Risk associated with country of origin and citizenship, education, essential jobs, and household size explained Latino communities’ higher infection rates, the study found. However, those factors are not behind the disparities that Black communities see. Additional cases associated with a 10 percent increase in the Black population barely budged after researchers accounted for additional variables, dropping slightly to 307.2 cases per 100,000.
Because race is a social concept not based in biology or genetics, it does not by itself make a person more susceptible to COVID-19. Social factors other than those highlighted by the study must explain heightened exposure and infection for Black Massachusetts residents, researchers said.
Figueroa said determining “the predominant factors” is an important area for further research.
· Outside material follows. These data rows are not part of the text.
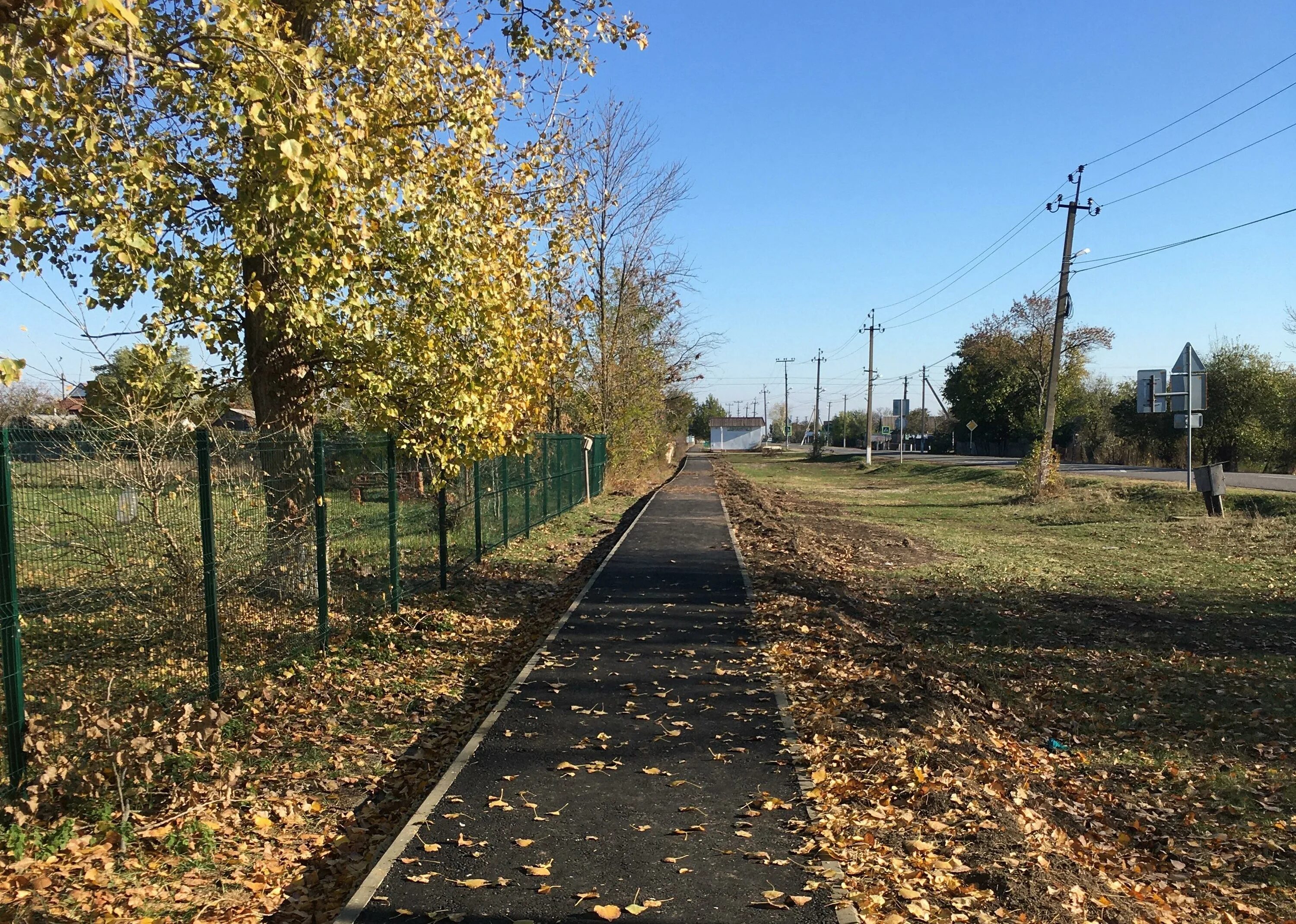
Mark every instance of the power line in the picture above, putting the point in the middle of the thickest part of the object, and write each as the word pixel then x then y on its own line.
pixel 915 321
pixel 1011 232
pixel 966 273
pixel 1171 125
pixel 1020 225
pixel 1219 125
pixel 1134 254
pixel 1186 173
Even variables that were not found to have a city-wide effect might make a difference for Black populations specifically, he said, citing Black workers’ higher-than-average use of public transportation as an example.
Some known risk factors might be better measured in Black communities using different data than researchers analyzed. Crowded housing, for example, presents in Latino communities as a higher number of people per household. But Figueroa said measuring densely populated, multifamily apartment buildings would better reflect the type of crowding Black communities are more likely to experience.
“We have to be community-specific” in our approach to public health, said Marty Martinez, Boston’s chief of health and human services. “Oftentimes we talk about Black and brown communities as if we’re one big community. In the city of Boston, that’s 55, 60 percent of the population. So we have to be a little bit specific in thinking about individual communities and their needs.”
“We’re talking about systemic barriers [in both communities],” Martinez said. “But we have to be specific about what those gaps are . . . so that we exit COVID more equitably than we entered it.”
Though the study’s findings are specific to Massachusetts, Latino and Black communities across the United States are likely to have similar needs, Figueroa said. In fact, he said, lower household incomes and rates of insurance coverage might make disparities elsewhere in the country even more pronounced. “I think in Massachusetts we are seeing almost a potential best-case scenario,” he said.
The study concluded that “policy efforts that improve care for foreign born noncitizens, address crowded housing, and protect food-service workers” are in order. Figueroa emphasized that measures to reassure immigrants of their right to access health care are especially important.
Health care providers should see room for improvement reflected in the data, as well, said Betancourt. When faced with future health crises, he said, hospitals should consider identifying at-risk populations, conducting community outreach, and advocating for equitable health policy just as central to emergency preparedness as taking stock of bed and equipment capacity.
“This is the story not just of Massachusetts, but of the nation,” Betancourt said. “Communities of color were canaries in the coal mine here, and I just hope we have the courage to learn the lessons and not have a short memory about how we need to change our public health and health care system.”